Quantum Anomalies: Is there a way to show that we recover a classical symmetry that does not exist quantum mechanical in the classical limit? Quantum Anomalies:  Is there a way to show that we recover a classical symmetry that does not exist quantum mechanical in the classical limit?
From undergraduate quantum mechanics, I know that we recover classical physics at the limit $\hbar \to0$.
I have also read that this limit is not rigorous(correct me if I'm wrong please).
Now, since quantum anomalies are "failures of a symmetry of a theory's classical action to be a symmetry of any regularization of the full quantum theory", can we show that at this limit we recover the classical symmetry?
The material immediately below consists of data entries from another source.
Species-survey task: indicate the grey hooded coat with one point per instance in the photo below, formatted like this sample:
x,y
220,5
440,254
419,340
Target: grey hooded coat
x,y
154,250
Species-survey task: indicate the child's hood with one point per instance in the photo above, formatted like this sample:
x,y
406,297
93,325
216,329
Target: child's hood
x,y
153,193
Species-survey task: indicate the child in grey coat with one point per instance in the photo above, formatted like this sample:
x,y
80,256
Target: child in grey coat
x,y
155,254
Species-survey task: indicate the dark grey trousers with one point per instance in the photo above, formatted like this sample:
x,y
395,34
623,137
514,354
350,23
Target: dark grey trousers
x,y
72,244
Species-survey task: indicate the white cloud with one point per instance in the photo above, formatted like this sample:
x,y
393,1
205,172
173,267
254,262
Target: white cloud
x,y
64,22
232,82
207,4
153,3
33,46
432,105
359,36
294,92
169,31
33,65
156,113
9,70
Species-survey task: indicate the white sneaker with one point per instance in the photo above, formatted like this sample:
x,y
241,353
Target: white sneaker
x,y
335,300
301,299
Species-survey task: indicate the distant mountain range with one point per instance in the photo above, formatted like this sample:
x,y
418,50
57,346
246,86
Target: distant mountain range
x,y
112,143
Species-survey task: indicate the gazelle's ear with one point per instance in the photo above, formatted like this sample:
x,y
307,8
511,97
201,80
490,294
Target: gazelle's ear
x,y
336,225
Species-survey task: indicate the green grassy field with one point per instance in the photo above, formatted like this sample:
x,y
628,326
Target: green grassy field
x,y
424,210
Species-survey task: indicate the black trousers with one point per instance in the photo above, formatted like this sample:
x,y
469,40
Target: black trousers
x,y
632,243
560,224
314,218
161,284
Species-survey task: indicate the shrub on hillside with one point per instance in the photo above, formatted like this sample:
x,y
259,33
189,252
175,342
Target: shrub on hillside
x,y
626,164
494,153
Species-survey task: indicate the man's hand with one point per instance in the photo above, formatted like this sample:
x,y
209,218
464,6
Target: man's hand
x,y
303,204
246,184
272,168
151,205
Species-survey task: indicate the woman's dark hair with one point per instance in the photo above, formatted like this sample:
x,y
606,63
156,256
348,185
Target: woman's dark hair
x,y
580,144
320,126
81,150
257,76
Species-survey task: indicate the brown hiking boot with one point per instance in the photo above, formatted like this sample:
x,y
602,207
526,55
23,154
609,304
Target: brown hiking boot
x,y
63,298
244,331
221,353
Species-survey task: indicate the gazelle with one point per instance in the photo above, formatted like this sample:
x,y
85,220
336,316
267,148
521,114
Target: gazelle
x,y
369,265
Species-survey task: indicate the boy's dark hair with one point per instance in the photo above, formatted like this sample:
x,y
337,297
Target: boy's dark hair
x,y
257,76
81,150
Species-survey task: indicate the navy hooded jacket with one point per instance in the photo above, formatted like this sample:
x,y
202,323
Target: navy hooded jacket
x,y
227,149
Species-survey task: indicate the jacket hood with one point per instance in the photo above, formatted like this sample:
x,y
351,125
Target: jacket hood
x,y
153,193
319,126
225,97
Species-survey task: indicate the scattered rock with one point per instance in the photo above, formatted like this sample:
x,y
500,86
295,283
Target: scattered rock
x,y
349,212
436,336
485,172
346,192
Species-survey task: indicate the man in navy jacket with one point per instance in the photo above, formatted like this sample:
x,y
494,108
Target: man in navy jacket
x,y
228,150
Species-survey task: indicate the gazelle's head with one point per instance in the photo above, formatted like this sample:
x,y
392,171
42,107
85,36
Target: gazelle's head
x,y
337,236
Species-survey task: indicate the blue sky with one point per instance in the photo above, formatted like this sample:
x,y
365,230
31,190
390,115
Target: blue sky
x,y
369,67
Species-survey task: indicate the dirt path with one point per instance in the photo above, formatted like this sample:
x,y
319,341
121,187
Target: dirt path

If there's an proof of this using elementary QFT or fairly advanced Quantum Mechanics, I would appreciate it if somebody could provide it.
 A: A quantum anomaly is when the quantum theory violates certain classical symmetries. In particular this happens in quantum field theory when your Lagrangian (or rather Action $S$) has a (classical) symmetry. In other words, a symmetry operation leaves the Lagrangian (Action) invariant. 
The symmetry can be violated in the quantum theory if the Feynman path integral is not invariant, i.e. in $\int [d\psi] e^{iS} $ it is the $[d \psi $] that is not invariant. 
On the one hand, I guess you are right, and by taking the classical limit you can indeed recover the classical theory described by the classical Lagrangian. However, an anomaly has big implications on the theory:
If your anomalous symmetry is a gauge symmetry, then the theory will violate unitarity and is sick and useless. 
If your symmetry is a global symmetry (which due to Noether's theorem corresponds to a classically conserved charge), then anomalies imply that quantum corrections violate the classical conservation rules, and that this is simply not a good quantum number to describe your states.